Не получив вовремя ответа, девять арестантов — Вилонов, Черепанов, Янкин, Батурин, Мавринский и другие объявили голодовку.
Прокурор вынужден был реагировать — время неспокойное, везде, даже в высоких кругах, идут разговоры о конституции… Янкина из-под стражи освободили под особый надзор полиции, а Подгоричани пришлось оправдываться…
В распахнутое окно камеры ветер доносил весенние запахи, на чахлых деревьях тюремного двора наливались почки, по ночам над тюрьмой проносились стаи перелетных птиц…
Михаил забросил книги. Часто подходил к окну, прислушиваясь к отдаленному крику журавлей. Весна звала к жизни…
Сквозь тюремные стены до арестантов доходили известия о событиях в городе.
В ночь на 1 мая на улицах и дворах Екатеринбурга снова появились прокламации (Подгоричани так и не удалось напасть на след типографии). 1 мая в городе началась забастовка. Главный проспект заполнили толпы манифестантов. К 6 мая забастовка охватила все предприятия города. Опять на улицах зашумели демонстранты. Их было уже несколько тысяч. На Кафедральной площади начались митинги, произносились зажигательные речи. Открыто, во всеуслышание звучали лозунги: «Да здравствует свобода!», «Долой самодержавие и царя!»
Вся полиция была поднята на ноги, но поделать ничего не могла. Окружив площадь, она стояла в бездействии: на свои силы полицейские не надеялись, а войск в городе не было. Лишь иногда они пытались подобраться к ораторам, но толпа бесцеремонно их оттесняла…
8 мая ротмистр Подгоричани докладывал в Пермское жандармское управление:
В середине мая Вилонова и других комитетчиков за «беспокойный нрав» отправили в Нижнетуринскую тюрьму, в так называемые Николаевские роты, которые предназначались, по выражению тюремщиков, «для укрощения строптивых».
Гнали пешим этапом по Тагильскому тракту. Весна в самом разгаре. Михаил после тюремной отсидки с удовольствием шагал по горным перевалам.
Конвой — молодые солдаты — поглядывал на политических с любопытством, охотно вступая с ними в разговоры. Замечая, что Батурин, наиболее слабый физически, начинает задыхаться, конвойные без просьбы останавливались на привал.

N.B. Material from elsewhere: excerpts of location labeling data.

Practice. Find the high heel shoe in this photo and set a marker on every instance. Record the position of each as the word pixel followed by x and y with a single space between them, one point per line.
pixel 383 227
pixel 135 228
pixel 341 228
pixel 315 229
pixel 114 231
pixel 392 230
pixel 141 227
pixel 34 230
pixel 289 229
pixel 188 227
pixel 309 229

Под Невьянском из купленной конвоем газеты узнали о поражении под Цусимой. К обсуждению этого события с интересом прислушивались и солдаты. Состоялся откровенный разговор, причем солдаты явно одобряли комментарии арестантов. После этого установились еще более доброжелательные отношения. Этапным разрешили идти свободной кучкой, а на привалах заходить в лес. Появились соблазны, но на все заманчивые предложения Вилонов отвечал:
— Убежать мы все равно убежим, а ребят подводить не стоит. Поверили они в нас, а мы их под суд…
За Кушвой исчезли горные массивы, местность стала плоской, но дорога по-прежнему шла тайгой. И вот позади уже больше двухсот верст, этапные арестанты вышли на большую поляну и остановились возле каменных стен тюрьмы. Рядом большой деревянный дом для конвойной команды да домики для надзирателей. Вокруг же никаких признаков жизни. Только весенний лес, окружающий тюремные строения, оживляет общую картину.
Заскрипели ворота, пропуская очередную партию арестантов, и снова замерло все вокруг…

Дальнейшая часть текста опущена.